Do 5 tysięcy złotych może wynieść kara za spacer z psem bez smyczy i kagańca. To efekt nowelizacji kodeksu karnego. Zmiana dotyczy jednak tylko niektórych psów i skrajnych sytuacji. Straż miejska uspokaja – liczy się zdrowy rozsądek, bo w przepisach tak naprawdę nie ma nic o… smyczy.

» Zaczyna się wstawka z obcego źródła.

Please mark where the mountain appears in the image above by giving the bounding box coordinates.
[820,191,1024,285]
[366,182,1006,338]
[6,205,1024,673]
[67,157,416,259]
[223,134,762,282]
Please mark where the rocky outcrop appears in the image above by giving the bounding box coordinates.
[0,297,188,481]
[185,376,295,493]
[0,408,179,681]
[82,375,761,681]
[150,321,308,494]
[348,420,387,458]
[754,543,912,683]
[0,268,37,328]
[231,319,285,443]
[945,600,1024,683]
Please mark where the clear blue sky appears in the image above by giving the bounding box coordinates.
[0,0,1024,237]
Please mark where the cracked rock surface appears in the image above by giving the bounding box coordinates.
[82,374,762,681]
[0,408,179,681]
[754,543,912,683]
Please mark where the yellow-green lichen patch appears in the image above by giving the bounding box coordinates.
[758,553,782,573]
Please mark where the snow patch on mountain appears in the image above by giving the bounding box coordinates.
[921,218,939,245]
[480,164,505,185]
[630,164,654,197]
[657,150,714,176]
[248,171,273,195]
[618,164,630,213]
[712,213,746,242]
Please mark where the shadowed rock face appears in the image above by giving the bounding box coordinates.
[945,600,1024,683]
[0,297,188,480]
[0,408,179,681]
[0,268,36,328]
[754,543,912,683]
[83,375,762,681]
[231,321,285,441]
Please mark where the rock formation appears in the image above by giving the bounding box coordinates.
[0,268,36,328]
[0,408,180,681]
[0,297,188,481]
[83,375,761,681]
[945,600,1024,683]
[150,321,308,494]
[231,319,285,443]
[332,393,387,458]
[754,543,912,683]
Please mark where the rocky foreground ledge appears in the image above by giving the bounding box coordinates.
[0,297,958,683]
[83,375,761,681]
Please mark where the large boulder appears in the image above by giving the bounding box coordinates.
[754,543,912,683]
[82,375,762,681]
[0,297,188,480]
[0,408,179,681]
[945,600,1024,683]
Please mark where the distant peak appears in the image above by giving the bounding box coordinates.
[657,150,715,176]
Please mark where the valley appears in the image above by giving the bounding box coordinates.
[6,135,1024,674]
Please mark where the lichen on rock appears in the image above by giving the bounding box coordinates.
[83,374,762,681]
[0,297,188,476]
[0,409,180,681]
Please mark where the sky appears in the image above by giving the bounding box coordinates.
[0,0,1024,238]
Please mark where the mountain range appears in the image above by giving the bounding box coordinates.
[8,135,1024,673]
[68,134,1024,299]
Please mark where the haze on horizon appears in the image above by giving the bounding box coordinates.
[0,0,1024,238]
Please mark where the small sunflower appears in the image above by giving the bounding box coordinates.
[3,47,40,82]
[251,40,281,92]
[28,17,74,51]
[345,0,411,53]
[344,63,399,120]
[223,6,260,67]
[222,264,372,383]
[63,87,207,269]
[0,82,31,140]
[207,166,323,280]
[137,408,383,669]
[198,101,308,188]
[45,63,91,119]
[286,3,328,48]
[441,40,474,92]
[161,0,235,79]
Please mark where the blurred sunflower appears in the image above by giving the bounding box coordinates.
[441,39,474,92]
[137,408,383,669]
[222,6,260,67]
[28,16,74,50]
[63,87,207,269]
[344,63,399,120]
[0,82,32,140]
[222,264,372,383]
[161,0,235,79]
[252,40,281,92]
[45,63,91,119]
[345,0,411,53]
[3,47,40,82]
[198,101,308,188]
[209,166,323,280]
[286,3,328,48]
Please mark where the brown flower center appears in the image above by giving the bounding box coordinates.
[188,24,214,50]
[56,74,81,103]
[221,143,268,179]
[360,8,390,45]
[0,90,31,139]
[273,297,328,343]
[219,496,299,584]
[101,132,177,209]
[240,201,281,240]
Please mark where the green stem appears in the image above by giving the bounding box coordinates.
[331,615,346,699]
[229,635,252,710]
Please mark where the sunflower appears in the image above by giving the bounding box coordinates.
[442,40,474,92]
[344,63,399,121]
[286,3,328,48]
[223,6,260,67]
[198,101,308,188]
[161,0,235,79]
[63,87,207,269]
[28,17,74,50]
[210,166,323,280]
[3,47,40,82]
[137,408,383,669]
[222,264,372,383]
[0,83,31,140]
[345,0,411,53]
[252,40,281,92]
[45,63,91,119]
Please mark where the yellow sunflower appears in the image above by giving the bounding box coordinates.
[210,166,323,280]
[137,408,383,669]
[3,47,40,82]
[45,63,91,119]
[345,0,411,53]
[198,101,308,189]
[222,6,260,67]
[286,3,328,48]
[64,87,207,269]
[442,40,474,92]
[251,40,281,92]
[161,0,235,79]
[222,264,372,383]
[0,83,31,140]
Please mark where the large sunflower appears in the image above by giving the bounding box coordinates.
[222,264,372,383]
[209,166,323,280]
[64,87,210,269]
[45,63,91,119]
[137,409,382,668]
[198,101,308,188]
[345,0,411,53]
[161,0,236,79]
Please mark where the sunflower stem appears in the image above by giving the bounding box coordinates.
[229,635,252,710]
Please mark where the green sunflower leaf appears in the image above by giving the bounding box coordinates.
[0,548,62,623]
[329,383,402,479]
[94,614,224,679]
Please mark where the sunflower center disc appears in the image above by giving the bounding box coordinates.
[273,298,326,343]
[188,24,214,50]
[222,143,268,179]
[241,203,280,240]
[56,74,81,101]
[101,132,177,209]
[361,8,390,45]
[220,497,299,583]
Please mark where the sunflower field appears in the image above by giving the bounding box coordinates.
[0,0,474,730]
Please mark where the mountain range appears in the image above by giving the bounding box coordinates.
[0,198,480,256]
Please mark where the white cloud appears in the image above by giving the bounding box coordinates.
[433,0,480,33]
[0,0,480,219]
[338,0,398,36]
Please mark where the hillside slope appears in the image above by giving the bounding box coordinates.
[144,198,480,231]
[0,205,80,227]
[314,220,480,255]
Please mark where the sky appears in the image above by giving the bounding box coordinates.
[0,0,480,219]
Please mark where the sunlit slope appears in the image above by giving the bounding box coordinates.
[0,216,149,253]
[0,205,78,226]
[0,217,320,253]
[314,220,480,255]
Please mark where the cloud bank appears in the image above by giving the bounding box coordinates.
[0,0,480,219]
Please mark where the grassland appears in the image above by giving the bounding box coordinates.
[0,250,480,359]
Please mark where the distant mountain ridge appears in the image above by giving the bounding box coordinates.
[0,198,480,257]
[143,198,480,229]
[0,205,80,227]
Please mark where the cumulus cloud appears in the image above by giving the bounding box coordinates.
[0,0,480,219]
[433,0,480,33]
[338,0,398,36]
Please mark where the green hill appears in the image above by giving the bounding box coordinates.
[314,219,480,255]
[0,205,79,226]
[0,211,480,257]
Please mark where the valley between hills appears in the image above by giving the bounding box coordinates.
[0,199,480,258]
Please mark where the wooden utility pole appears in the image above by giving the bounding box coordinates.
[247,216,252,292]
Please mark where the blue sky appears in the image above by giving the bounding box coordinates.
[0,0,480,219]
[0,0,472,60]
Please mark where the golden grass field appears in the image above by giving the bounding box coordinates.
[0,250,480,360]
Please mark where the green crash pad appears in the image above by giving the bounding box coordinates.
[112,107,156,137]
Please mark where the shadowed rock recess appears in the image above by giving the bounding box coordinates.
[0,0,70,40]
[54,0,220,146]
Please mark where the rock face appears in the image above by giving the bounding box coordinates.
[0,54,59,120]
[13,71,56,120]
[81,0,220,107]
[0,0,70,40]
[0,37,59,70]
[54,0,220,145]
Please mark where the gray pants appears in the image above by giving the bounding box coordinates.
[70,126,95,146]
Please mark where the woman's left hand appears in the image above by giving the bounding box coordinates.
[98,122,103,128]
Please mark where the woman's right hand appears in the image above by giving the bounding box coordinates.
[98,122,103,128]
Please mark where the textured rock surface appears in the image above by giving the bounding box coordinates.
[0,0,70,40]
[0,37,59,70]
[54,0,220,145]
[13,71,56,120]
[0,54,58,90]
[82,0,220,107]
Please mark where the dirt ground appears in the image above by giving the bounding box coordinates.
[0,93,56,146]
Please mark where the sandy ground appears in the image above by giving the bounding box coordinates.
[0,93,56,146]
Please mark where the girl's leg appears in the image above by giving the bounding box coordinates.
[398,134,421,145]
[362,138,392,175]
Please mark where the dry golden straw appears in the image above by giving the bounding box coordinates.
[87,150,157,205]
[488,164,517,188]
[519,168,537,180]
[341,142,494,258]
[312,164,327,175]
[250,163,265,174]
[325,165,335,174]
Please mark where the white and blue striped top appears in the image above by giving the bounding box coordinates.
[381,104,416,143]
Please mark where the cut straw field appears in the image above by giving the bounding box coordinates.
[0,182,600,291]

Od 15 listopada obowiązują nowe przepisy dotyczące właścicieli czworonogów. Nowelizacja kodeksu karnego spowodowana jest zwiększoną liczbą ataków psów na ludzi, a zgodnie z nią od teraz, nie 250 zł, a 1000 zł kary mogą dostać właściciele, którzy nie zachowują zwykłych lub nakazanych środków ostrożności przy trzymaniu swoich pupili. Mowa tu zarówno o wyprowadzaniu psów na spacer, jak i zostawieniu psów samych na nieogrodzonej posesji. Oprócz grzywny właściciel czworonoga podlega karze ograniczenia wolności, czego wcześniej nie było.

W skrajnych przypadkach właściciel groźnego psa – za stwarzanie zagrożenia zdrowiu i życiu innych ludzi – może zarobić nawet do 5 tys. zł kary. W praktyce musiałoby to być jednak uporczywe niepilnowanie zwierzęcia przy licznych skargach sąsiadów. Zapis dotyczy ras psów uznawanych w Polsce za niebezpieczne, czyli pitbulterierów i buldogów amerykańskich, dogów argentyńskich i kanaryjskich oraz dogów z Majorki (Ca de bou), rottweilerów czy owczarków kaukaskich.

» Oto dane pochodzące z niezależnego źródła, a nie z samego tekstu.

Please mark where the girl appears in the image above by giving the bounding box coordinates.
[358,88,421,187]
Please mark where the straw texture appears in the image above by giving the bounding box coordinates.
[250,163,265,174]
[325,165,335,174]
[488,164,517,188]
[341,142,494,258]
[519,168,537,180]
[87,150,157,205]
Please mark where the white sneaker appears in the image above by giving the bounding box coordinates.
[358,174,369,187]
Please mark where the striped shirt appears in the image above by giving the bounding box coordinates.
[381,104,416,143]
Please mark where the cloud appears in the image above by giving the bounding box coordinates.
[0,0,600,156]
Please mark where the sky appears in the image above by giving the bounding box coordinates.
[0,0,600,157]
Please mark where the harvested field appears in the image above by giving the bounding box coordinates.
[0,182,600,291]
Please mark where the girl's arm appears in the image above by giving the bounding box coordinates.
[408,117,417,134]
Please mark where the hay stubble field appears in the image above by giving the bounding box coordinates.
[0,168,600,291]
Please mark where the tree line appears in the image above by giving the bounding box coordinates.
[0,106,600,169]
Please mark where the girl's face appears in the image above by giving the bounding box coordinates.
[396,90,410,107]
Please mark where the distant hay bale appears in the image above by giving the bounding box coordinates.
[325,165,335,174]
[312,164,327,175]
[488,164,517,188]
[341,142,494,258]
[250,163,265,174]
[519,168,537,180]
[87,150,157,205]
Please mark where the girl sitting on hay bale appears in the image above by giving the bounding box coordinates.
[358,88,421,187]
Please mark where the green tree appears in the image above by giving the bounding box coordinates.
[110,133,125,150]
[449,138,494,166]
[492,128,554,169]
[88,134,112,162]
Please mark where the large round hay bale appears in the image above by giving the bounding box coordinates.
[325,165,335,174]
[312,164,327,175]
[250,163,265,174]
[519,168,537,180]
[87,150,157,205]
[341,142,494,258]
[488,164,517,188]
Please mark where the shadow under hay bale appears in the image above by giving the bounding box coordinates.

Jak mają być teraz pilnowane psy i gdzie mogą być puszczane luzem? W Chełmie nie ma specjalnych wybiegów dla psów. Komendant Straży Miejskiej, Zbigniew Grochmal, uspokaja jednak, że zwierzę może biegać luzem, o ile nie przeszkadza innym – właściciel musi być cały czas obok niego i go pilnować.

– Właściciel powinien zadbać o to, by pies nie stwarzał zagrożenia. Nie może pozwolić czworonogowi na wchodzenie w kontakt z innymi ludźmi bez ich wyraźnej zgody, a także z innymi zwierzętami. Ważny jest ciągły kontakt wzrokowy i oczywiście przestrzeganie obowiązku sprzątania po swoim pupilu – wyjaśnia Z. Grochmal.

Obowiązki właścicieli regulują trzy akty prawne: kodeks wykroczeń, regulamin utrzymania porządku i czystości miasta oraz ustawa o ochronie zwierząt. Tak naprawdę w żadnym z nich nie ma wzmianki, że każdy pies musi być na smyczy, a jedynie zapis mówiący o tym, że na uwięzi i w kagańcu należy wyprowadzać psy ras uznanych za agresywne oraz psy zachowujące się agresywnie. Ustawa o ochronie zwierząt zabrania puszczania psów bez możliwości ich kontroli i bez oznakowania umożliwiającego identyfikację właściciela lub opiekuna.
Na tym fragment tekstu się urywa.